Nicole: Two things. 1) It was chicken salad; you never listen. I don’t believe your cell phone has as terrible reception as you claim. And, 2) If this movie is for adults, then why the hell were you there? (You gotta admit it, you left yourself wide open for that one.)
I lied: Three things. 3) I fall into that “movie parents talking about sex” category – and I’m well into my ‘30s. Can it, Cassidy. Reveal my real age and you’ll need to increase the distance barrier on that restraining order. I do agree, this movie should have been an R.

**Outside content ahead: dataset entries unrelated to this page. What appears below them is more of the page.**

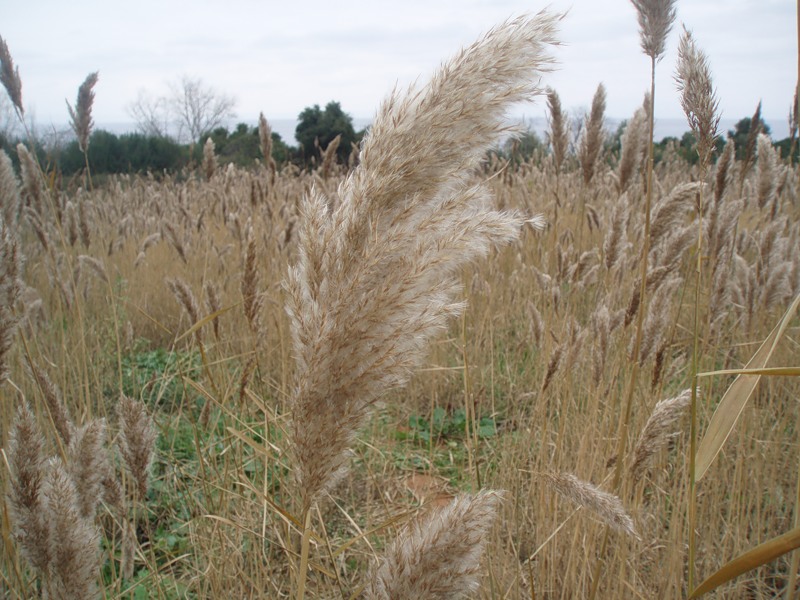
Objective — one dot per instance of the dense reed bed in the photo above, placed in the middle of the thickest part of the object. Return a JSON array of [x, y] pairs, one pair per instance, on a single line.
[[450, 376]]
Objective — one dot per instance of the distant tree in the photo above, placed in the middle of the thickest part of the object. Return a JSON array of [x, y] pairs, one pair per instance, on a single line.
[[151, 114], [523, 147], [193, 107], [199, 108], [741, 133], [324, 125]]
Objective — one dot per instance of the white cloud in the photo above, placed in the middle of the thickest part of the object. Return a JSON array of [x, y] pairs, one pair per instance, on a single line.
[[280, 57]]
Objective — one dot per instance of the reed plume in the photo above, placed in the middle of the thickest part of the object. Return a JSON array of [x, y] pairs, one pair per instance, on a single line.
[[634, 140], [137, 441], [252, 300], [607, 507], [209, 159], [265, 139], [88, 466], [658, 431], [74, 540], [81, 115], [32, 184], [56, 408], [26, 460], [375, 277], [437, 556], [9, 77], [698, 97], [558, 136], [593, 135], [767, 171], [655, 22], [9, 191]]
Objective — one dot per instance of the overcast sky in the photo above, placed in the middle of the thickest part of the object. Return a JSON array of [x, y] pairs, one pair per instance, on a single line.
[[279, 57]]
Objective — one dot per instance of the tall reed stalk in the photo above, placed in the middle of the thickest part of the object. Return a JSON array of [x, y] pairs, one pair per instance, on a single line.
[[700, 104], [656, 18], [376, 275], [81, 118]]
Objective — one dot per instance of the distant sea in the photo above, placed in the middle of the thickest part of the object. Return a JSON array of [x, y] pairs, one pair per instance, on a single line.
[[663, 127]]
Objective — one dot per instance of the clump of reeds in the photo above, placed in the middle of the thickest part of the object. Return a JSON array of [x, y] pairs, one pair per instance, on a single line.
[[47, 506], [9, 191], [81, 116], [658, 431], [438, 555], [375, 278]]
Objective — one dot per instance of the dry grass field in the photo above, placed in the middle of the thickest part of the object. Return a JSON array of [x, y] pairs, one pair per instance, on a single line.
[[259, 383]]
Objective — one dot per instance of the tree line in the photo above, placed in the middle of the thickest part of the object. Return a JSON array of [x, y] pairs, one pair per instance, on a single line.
[[155, 151]]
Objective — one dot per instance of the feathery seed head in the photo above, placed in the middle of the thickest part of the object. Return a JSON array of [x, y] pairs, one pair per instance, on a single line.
[[655, 22], [698, 97], [604, 505], [81, 115], [375, 276], [437, 556], [9, 76], [137, 440]]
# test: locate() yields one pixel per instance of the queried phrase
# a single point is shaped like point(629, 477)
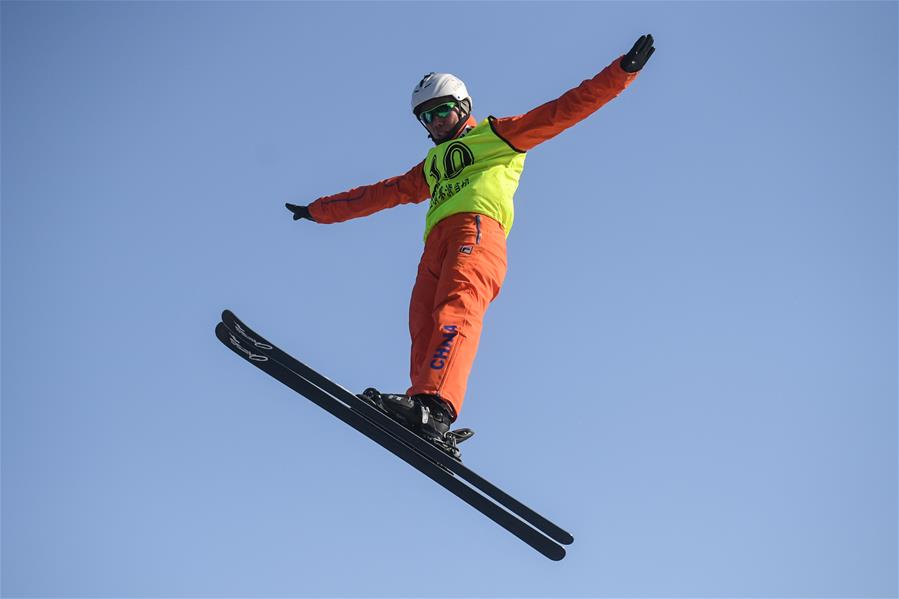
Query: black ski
point(439, 474)
point(265, 347)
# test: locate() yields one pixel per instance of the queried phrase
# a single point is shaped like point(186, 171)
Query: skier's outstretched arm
point(525, 131)
point(368, 199)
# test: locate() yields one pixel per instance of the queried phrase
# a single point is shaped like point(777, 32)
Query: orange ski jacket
point(521, 132)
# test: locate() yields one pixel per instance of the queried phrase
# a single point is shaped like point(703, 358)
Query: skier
point(470, 177)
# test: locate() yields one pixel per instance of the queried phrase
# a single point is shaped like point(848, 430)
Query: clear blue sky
point(692, 365)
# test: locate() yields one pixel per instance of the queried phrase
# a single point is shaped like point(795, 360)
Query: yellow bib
point(477, 172)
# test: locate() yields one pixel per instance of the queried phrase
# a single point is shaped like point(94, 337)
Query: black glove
point(634, 60)
point(299, 211)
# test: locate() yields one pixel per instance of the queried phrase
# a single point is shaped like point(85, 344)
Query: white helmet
point(438, 85)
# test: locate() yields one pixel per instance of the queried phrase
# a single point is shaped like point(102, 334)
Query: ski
point(270, 350)
point(414, 458)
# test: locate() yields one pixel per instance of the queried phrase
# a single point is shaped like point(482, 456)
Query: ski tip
point(221, 331)
point(557, 554)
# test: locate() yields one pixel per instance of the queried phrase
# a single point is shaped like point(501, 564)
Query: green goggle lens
point(441, 111)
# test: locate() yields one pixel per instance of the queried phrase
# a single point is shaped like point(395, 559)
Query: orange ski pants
point(460, 273)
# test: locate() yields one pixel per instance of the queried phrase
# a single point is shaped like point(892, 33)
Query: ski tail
point(435, 472)
point(262, 345)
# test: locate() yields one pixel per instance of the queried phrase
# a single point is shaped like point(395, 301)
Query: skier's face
point(440, 126)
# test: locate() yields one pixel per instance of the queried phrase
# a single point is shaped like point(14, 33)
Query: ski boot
point(426, 415)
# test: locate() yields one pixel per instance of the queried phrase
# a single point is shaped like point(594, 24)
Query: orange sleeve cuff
point(368, 199)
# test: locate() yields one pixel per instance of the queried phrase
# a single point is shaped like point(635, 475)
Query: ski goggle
point(441, 111)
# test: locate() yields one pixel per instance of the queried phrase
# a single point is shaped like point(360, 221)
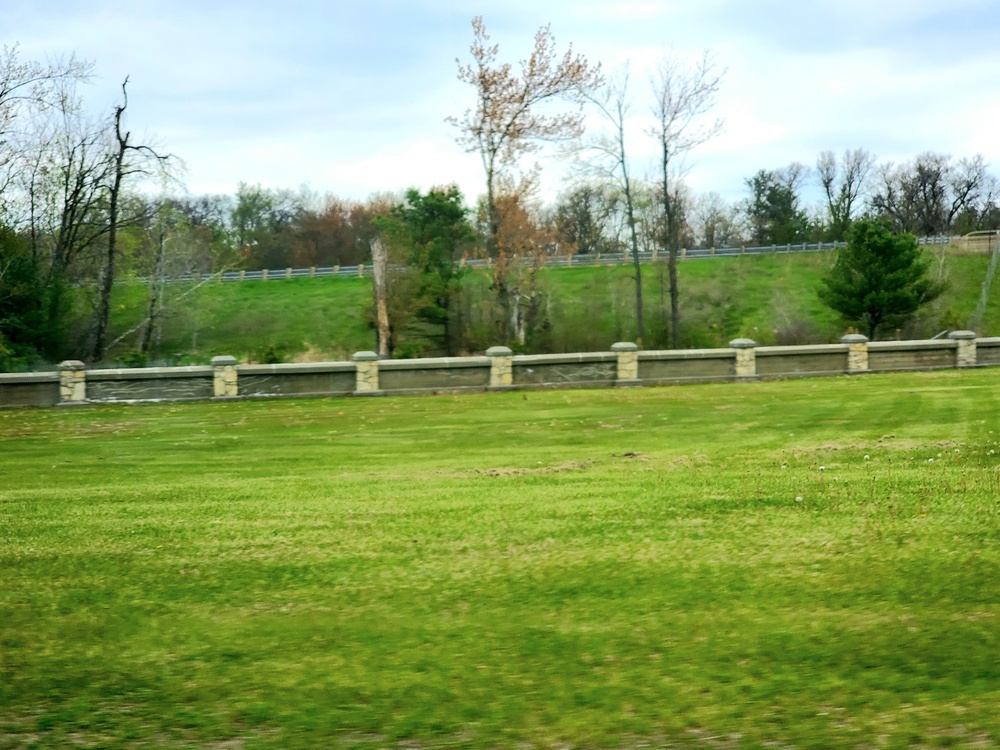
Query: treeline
point(84, 203)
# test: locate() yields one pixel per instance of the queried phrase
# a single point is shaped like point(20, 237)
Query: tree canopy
point(878, 278)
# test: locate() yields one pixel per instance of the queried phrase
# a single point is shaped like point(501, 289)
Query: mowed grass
point(769, 298)
point(810, 564)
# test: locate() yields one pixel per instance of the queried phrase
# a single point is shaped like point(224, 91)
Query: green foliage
point(428, 232)
point(879, 279)
point(26, 332)
point(774, 211)
point(484, 571)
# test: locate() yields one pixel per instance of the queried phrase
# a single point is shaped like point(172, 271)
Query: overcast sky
point(350, 97)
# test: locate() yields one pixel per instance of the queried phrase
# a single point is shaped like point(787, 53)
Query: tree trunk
point(380, 263)
point(155, 299)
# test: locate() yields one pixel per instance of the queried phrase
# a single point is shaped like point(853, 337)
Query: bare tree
point(505, 124)
point(612, 103)
point(26, 88)
point(843, 185)
point(143, 159)
point(715, 223)
point(684, 95)
point(926, 195)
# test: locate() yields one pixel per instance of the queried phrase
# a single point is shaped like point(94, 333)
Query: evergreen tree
point(879, 278)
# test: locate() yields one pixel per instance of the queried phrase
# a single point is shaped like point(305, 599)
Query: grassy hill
point(796, 564)
point(770, 298)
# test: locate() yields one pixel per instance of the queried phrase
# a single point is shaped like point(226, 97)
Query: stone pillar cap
point(962, 335)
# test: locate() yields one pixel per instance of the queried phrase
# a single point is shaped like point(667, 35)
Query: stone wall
point(500, 369)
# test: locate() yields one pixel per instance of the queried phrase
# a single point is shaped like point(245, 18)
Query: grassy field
point(769, 298)
point(808, 564)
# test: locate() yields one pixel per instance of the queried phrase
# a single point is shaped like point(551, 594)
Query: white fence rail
point(561, 261)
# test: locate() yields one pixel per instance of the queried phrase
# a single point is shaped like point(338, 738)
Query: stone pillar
point(72, 382)
point(501, 367)
point(225, 379)
point(366, 377)
point(746, 359)
point(628, 363)
point(965, 355)
point(857, 352)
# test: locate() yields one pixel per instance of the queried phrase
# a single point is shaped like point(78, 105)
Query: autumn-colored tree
point(523, 243)
point(506, 123)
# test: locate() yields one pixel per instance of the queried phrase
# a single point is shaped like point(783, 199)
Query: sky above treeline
point(349, 97)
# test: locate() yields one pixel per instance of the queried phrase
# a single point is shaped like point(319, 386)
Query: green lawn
point(769, 298)
point(809, 564)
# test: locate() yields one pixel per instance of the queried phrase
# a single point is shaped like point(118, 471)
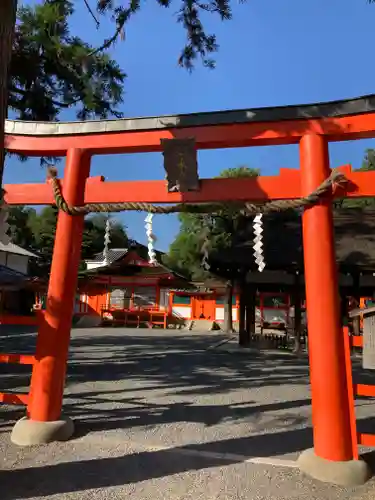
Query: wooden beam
point(263, 188)
point(265, 133)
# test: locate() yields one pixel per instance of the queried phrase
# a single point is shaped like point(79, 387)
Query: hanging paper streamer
point(4, 226)
point(150, 239)
point(258, 244)
point(107, 240)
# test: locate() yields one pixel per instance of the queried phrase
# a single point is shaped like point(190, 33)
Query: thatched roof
point(283, 249)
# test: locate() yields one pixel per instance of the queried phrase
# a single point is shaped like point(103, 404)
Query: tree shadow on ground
point(69, 477)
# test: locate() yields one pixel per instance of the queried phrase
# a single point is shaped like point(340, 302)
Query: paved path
point(161, 416)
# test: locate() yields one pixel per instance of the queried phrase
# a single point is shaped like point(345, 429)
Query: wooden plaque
point(181, 165)
point(368, 361)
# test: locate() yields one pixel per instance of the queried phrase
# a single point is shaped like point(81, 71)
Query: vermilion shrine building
point(335, 455)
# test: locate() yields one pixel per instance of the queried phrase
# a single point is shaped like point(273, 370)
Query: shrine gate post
point(44, 421)
point(333, 458)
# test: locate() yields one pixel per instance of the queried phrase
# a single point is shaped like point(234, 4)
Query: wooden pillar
point(330, 404)
point(242, 337)
point(296, 298)
point(48, 377)
point(356, 321)
point(250, 311)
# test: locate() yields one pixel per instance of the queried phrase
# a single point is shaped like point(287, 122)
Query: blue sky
point(272, 53)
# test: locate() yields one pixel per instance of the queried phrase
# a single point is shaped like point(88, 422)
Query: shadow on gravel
point(65, 478)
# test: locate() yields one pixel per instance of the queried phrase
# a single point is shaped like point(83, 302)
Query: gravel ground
point(159, 415)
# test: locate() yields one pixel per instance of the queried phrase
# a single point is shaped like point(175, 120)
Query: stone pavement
point(161, 416)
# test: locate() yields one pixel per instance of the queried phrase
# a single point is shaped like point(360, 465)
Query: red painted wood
point(284, 186)
point(364, 390)
point(14, 399)
point(207, 137)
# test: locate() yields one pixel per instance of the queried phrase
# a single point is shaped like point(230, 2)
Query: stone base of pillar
point(28, 432)
point(350, 473)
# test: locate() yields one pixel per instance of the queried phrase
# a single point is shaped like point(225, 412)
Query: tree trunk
point(228, 320)
point(297, 322)
point(8, 9)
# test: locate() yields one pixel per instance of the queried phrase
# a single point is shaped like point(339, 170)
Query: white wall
point(182, 312)
point(219, 313)
point(16, 262)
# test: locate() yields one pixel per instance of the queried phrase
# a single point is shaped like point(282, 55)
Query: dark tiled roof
point(283, 249)
point(113, 255)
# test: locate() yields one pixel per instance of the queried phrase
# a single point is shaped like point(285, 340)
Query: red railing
point(355, 390)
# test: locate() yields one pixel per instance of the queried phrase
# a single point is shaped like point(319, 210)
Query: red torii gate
point(312, 127)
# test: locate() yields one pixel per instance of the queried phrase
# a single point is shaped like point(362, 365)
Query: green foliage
point(220, 229)
point(199, 43)
point(367, 164)
point(51, 70)
point(36, 231)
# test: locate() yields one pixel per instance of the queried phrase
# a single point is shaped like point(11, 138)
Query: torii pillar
point(334, 457)
point(45, 422)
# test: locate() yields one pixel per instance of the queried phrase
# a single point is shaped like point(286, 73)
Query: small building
point(17, 287)
point(122, 280)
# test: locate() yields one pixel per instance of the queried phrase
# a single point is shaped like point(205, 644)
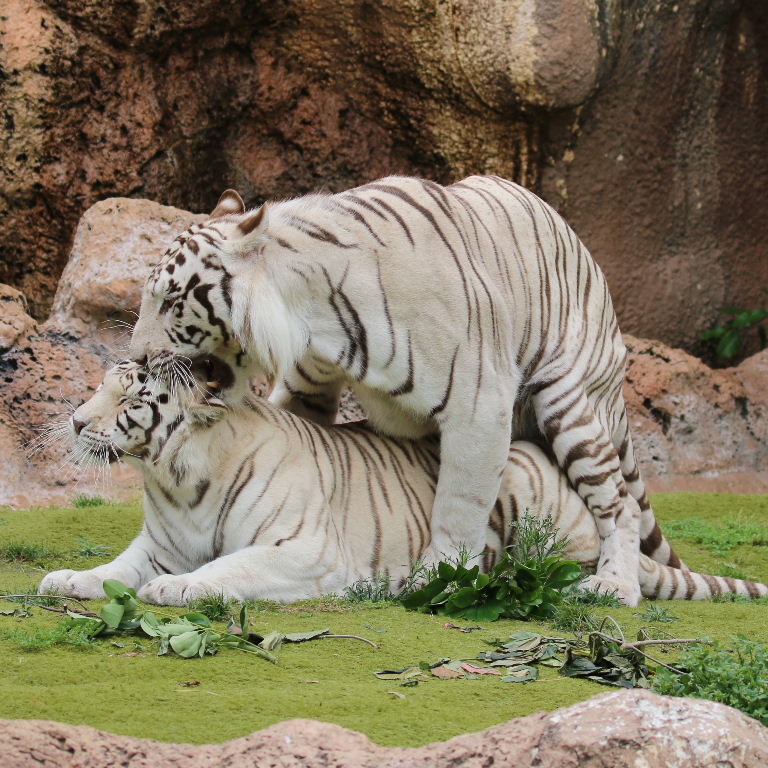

elizabeth: Oh, Please. You are just a child in comparison to Clint Eastwood. In fact, he has chairs older than you. (I had to go there).
This movie is about empowerment. I loved how a rather meek woman like Streep’s Kay started to stand up for herself and demanded what she needs in her life…and her sex life. She is really challenged by her husband, who ignores her and fantasizes about being anywhere but in couple counseling. Jones’ Arnold was obstinate, unmovable and scared shitless…and heartbreaking.
But, Kay fights on for what she deserves from a marriage and it has nada to do with the Golf Channel. Meryl Streep’s performance is like watching the phoenix rise from the ashes, but please, couldn’t she have had a hipper wardrobe? I know, this couple is struggling about having some really good sex and I want Streep in Capri pants and gladiator sandals. I am having my middle name changed to “shallow.”
Nicole: Versus what it is now? I thought you liked elizabeth banana hammock cassidy?
elizabeth: Stop smoking crack, would ya? Steve Carell was just fine as the therapist, but I think I might have started to have sex dreams about him if I had to sit across from him for a week. He kept the movie flowing and he stood his ground with Jones’ Arnold and was a champion for Kay. I am going to find out if my insurance will cover sessions with him.
Nicole: Really, huh? That would have been a totally different movie. Called something else. After which, I’d have to call my therapist. And, not the Steve Carell kind.
elizabeth: I was just saying that he had a certain charm that made him very appealing. Don’t make it sound like I saw this movie in Amsterdam’s red light district…not that I know anything about that place.
I have to say that it was odd to watch two very strong and commanding actors be stripped down to the underwear and totally vulnerable. But, in the end, isn’t that all of us when we refuse to embrace what will make our lives sweeter? And hotter.
And before I go off to get my masters in sexuality, I applaud director David Frankel for showing the world that you can have great sex at all stages of your life. We are not dead, yet.